Going forward, Sanofi expects erosion from generic competition to abate, but it should still have a negative impact on net income in 2014. The company is pursuing a group-wide cost savings program which it expects, together with the expected synergies from the acquisition of Genzyme, to generate additional incremental cost savings by 2015 of more than $2.7 billion. This should lead to EBITDA growth and an enhanced margin, which according to analysts' estimates should be 36.4% in 2015 compared to 33.4% expected for 2013.
Regarding dividends, Sanofi has a very good track record given that is has delivered a growing dividend over the past few years. Its last dividend was €2.77 ($3.77) per share, an increase of 4.5% from the previous year. At its current share price, the dividend yield is 3.7%, which is an attractive yield for a defensive company like Sanofi. Moreover, the company has a share buyback program ongoing and has bought about $1.9 billion of its own stock during the first nine months of 2013, increasing its shareholder remuneration. On the other hand, its payment frequency is annual like many European companies and the French dividend withholding tax is 30%, being both negative factors for income investors.

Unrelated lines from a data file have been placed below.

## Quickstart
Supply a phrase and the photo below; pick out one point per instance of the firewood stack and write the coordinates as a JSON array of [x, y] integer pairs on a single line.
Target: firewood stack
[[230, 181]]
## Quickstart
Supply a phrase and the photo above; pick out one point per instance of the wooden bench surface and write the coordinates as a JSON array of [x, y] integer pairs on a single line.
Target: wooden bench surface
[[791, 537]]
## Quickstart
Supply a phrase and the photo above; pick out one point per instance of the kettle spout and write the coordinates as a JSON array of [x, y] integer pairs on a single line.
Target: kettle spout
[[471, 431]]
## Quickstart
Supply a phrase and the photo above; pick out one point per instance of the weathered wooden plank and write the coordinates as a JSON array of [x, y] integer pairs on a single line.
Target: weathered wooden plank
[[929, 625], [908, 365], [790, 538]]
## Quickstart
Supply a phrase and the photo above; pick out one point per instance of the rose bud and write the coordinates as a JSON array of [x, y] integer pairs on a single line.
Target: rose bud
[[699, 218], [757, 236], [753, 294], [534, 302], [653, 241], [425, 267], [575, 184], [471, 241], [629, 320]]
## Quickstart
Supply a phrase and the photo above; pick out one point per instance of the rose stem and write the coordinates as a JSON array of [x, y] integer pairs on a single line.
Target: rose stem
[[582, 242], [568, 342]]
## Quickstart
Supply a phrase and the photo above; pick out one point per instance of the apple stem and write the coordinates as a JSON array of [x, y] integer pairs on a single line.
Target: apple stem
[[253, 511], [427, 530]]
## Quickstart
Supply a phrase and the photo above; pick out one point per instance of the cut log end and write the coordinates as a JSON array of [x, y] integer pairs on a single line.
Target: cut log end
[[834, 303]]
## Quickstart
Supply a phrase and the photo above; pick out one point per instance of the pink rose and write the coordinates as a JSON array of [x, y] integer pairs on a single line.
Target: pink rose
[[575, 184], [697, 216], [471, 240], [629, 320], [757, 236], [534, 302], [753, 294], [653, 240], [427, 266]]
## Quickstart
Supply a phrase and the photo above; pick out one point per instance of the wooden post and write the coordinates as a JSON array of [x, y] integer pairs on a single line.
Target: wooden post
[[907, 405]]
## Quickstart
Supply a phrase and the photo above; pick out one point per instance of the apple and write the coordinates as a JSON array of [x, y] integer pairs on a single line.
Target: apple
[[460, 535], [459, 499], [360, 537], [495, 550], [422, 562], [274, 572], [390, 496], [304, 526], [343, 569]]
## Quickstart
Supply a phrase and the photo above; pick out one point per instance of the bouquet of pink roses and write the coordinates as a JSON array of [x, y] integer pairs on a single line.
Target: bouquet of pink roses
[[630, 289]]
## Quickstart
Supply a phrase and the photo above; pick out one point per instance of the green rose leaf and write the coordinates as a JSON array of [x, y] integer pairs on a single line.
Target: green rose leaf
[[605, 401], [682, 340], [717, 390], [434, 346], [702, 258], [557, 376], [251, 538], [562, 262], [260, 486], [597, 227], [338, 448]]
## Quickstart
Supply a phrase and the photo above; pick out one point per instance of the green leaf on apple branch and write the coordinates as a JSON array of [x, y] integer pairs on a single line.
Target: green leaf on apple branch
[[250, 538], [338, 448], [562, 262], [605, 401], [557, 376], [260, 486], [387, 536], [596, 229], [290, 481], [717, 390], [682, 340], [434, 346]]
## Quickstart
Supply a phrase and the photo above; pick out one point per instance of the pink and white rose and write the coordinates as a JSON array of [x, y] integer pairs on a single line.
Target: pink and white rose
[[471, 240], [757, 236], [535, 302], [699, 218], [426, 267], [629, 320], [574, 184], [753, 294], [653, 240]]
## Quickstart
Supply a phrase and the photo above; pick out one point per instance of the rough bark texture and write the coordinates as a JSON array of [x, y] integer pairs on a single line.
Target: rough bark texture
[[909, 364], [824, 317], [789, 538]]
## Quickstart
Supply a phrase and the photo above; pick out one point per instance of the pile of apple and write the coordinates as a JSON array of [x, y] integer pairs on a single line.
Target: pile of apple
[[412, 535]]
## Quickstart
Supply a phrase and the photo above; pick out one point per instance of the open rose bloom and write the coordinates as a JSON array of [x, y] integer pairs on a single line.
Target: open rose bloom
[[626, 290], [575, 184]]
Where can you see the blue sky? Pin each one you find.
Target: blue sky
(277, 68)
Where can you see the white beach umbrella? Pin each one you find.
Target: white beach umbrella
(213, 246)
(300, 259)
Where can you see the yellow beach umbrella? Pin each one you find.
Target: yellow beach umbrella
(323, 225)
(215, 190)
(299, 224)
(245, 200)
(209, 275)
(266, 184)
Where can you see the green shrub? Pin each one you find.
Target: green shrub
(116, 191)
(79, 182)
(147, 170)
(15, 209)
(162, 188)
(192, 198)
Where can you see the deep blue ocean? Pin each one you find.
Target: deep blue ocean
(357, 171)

Sanofi's dividend seems sustainable both from earnings and cash flows. Its dividend payout ratio increased in 2012 to 73% of reported earnings, but was only 45% of business earnings, which is a non-GAAP figure which the company thinks better reflect its earnings power over the long-term. Even considering the dividend payout based on reported earnings the ratio seems acceptable, as Sanofi is a stable and profitable company and does not need to retain much cash to invest in its growth, allowing it to pay almost all of its earnings to shareholders. Sanofi has a very good cash flow generation capacity, taking into account that its cash flow from operations is more than enough to finance its capital expenditures, dividend payments, and reduce its balance sheet leverage.
Despite the fact that Sanofi's indebtedness has increased significantly following the acquisition of Genzyme in 2011, its balance sheet remains very strong. As of 30 September, 2013, its net debt amounted to $12 billion. Its net debt-to-EBITDA ratio was only 0.8x, which is supportive for its dividend sustainability. Sanofi continues to reduce debt and should return to a cash position over the next couple of years, improving even further its already robust balance sheet. Its sound financial position also enables Sanofi to pursue acquisitions and partnerships, which can boost its growth prospects over the long term.
Disclosure: I am long GSK. I wrote this article myself, and it expresses my own opinions. I am not receiving compensation for it (other than from Seeking Alpha). I have no business relationship with any company whose stock is mentioned in this article.